This single example has permanently changed how I think about test results, news headlines, and any claim that doesn’t specify its base rate.
Priors matter
The most philosophically interesting part: the prior. Frequentists object to Bayesian methods partly because the prior is “subjective.” And it is. Two people with different priors will reach different posteriors from the same evidence.
But here’s the thing: with enough evidence, the prior washes out. Two people with wildly different priors, given the same large dataset, will converge to very similar posteriors. The prior is a starting point, not a destination.

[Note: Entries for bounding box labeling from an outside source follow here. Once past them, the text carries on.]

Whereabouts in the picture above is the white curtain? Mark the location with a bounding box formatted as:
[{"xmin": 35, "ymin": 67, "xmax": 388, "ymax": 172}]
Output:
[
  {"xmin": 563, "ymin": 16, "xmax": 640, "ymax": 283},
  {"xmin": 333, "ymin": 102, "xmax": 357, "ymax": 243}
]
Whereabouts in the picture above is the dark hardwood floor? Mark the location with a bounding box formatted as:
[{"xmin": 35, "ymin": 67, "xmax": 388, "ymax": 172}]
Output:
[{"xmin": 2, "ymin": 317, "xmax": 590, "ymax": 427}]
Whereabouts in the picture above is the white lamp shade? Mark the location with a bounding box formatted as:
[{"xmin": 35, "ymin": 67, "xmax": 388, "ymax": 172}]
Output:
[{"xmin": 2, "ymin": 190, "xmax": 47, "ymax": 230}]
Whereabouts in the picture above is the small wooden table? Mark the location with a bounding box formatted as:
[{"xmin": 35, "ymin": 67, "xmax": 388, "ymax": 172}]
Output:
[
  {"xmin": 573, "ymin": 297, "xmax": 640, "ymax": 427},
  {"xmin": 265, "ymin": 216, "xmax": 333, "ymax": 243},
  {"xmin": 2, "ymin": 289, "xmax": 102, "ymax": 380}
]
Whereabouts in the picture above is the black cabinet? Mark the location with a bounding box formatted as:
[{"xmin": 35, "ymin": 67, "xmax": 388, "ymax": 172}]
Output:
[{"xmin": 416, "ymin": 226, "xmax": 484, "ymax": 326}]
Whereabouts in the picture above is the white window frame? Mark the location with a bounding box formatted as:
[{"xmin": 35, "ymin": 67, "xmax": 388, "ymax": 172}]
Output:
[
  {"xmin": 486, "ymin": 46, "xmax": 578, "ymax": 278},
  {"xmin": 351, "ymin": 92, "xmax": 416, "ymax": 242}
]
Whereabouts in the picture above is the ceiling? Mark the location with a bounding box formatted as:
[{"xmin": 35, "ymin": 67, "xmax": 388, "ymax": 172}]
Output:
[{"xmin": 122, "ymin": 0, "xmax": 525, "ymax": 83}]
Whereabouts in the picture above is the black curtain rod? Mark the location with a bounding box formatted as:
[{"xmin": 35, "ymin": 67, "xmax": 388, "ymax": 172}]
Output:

And at least the Bayesian framework makes the starting point explicit, which is more honest than pretending you don’t have one.
Bayesian updating as a way of life
Outside of formal statistics, Bayesian thinking is a mental framework:
- State your belief explicitly, including uncertainty (“I think there’s a 30% chance this approach will work”)
- Identify what evidence would change your mind (“If the tests pass on the first run, I’d update to 70%”)
- Actually update when you see evidence (this is the hard part — we’re naturally resistant to changing beliefs)
- Calibrate over time (“Am I well-calibrated? When I say 30%, does it happen ~30% of the time?”)
The last point connects to the forecasting literature (Tetlock’s Superforecasters). The best predictors aren’t smarter — they’re better at updating.